Ai Dialoghi di Pistoia una riflessione a più voci su “Umano e non umano“. L’antropologo Staid: "Va abbandonata l’idea di dominare i viventi"

di Lorenzo Guadagnucci

Andare oltre l’umano. E ripensare tutto: l’economia, la società, un’intera idea di mondo. L’edizione 2023 dei Dialoghi di Pistoia (domani la giornata di chiusura) non si pone confini e dichiara nel titolo l’ambizione di esplorare dimensioni nuove: Umani e non umani. Noi siamo natura. Oggi alle 12 al Teatro Bolognini Andrea Staid, antropologo, docente all’Università di Genova e al Naba di Milano, autore da ultimo di Essere natura (Utet), parlerà con Leonardo Caffo attorno al tema Umani e non umani. Oltre la frontiera delle specie.

Andrea Staid, oltre la frontiera delle specie, cioè?

"Cioè, per quello che mi riguarda, si tratta di arrivare alla possibilità di pensarci in modo differente nella relazione con gli altri animali e con il vivente che ci circonda. Quindi, da antropologo, immagino un’ecologia più sociale, più profonda, ma soprattutto che va oltre la specie Homo Sapiens".

C’è uno scarto evidente rispetto all’antropologia classica.

"Sì e no, nel senso che negli ultmi trent’anni l’antropologia è passata a una decostruzione della dicotomia che separava uomo e animale, natura e cultura. Io stesso negli ultimi dieci anni ho fatto etnografia nelle regioni del sud-est asiatico, dove mi occupavo dell’abitare, e mi sono sempre più reso conto che quello che noi siamo come specie lo dobbiamo proprio alle relazioni multispecie. Relazioni che possono essere nocive, com’è il nostro caso, ma anche di corrispondenza e collaborazione".

Nocive in che senso?

"Nella nostra cultura occidentale abbiamo una relazione gerarchica, verticale, con gli altri viventi, soprattutto vediamo il mondo che ci circonda come un magazzino senza limiti e da sfruttare. Ci sono invece altre società, e non solo fuori dall’occidente, che pensano e si pensano attraverso relazioni non antropocentriche, non basate sulla dominazione. Attenzione: possono essere anche relazioni conflittuali, non voglio banalizzare la questione; ma sempre relazioni sono".

Qualche esempio di società non antropocentriche?

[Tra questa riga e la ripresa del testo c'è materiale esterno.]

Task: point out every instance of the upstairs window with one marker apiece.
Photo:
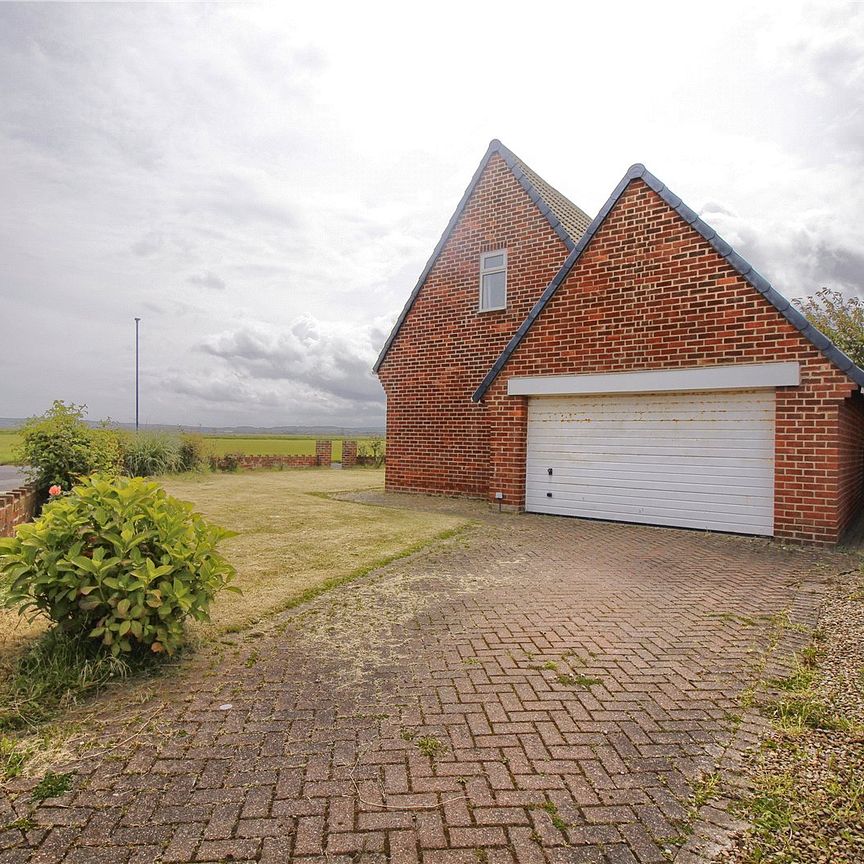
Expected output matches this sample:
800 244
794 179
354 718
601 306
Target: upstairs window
493 280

"Le più note, grazie anche agli studi di Descola e Viveiros de Castro, sono le comunità indigene dell’Amazzonia: il prospettivismo amerindiano nelle relazioni multispecie. Ma le cose non sono molto diverse per gli aborigeni australiani, i nativi hawaiani, per fare altri esempi. Per rimanere in Europa possiamo citare i bioregionalisti, o la rete degli ecovillaggi, che in Europa è enorme e anche in Italia conta decine di esperienze. Per non parlare dei “nuovi agricoltori“, persone che ragionano a livello biodinamico, di sinergie e corrispondenze non solo con gli animali ma anche con i vegetali. In Europa è anche giusto citare i Sami, una popolazione nativa che è stata colonizzata e distrutta".

In che modo questa possibile evoluzione del pensiero si lega alla crisi climatica in corso?

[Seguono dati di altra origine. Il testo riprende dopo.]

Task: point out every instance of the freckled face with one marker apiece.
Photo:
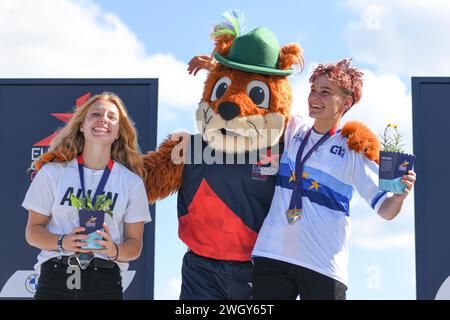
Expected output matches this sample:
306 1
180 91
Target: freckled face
101 124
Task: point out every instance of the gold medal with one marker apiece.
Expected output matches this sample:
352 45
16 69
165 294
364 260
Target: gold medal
293 214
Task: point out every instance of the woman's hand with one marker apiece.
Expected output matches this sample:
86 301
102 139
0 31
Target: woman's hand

"Il mio libriccino nasce per questo e il sottotitolo lo esplicita: Uno sguardo antropologico per cambiare il nostro rapporto con l’ambiente. Io penso che l’antropologia possa mettere a disposizioni un archivio di esperienze consultabili, ibridabili, da mettere in pratica nel qui e ora. Noi siamo in un momento storico in cui dobbiamo assolutamente cambiare e questo cambiamento, dal mio punto di vista – ottimistico, me ne rendo conto – è qualcosa di positivo. È vero, siamo vicini al collasso, ma possiamo prendere in mano la situazione e cambiare, vivendo in un modo differente, che per me è anche più divertente, più bello, più lento, legato al reciproco, al sociale, al mutuo appoggio. Certo, si tratta di cambiare la prospettiva che abbiamo utilizzato negli ultimi cinque secoli, ma senza dimenticare che come specie esistiamo da cinquantamila anni…"

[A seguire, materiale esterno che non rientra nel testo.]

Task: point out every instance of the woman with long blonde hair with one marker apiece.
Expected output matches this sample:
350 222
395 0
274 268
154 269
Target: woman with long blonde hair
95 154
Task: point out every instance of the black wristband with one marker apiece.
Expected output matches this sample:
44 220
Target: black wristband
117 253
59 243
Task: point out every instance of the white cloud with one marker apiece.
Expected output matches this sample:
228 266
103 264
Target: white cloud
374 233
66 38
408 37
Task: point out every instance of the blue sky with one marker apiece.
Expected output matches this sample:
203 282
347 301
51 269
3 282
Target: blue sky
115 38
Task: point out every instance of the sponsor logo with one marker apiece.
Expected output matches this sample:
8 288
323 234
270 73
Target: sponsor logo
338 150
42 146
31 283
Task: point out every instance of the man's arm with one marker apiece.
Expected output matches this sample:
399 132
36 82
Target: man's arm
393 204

Viviamo nella società dei consumi, attraverso quali passaggi è possibile immaginare un cambiamento così profondo?

"Dobbiamo innanzitutto decolonizzare l’immaginario dalla società della crescita, come direbbe Serge Latouche. Non per niente la parte etnografica del mio libro si chiama “disertori della crescita“. Il processo di cambiamento deve partire da un approccio individuale, perché sono i soggetti a creare le comunità, ma senza dimenticare che ci sono dei grandi colpevoli del disastro ecosistemico, come ci ricordano gli attivisti di Ultima Generazione ed Extinction Rebellion, ed è quindi necessario anche il conflitto contro chi ha distrutto più di altri in questo pianeta".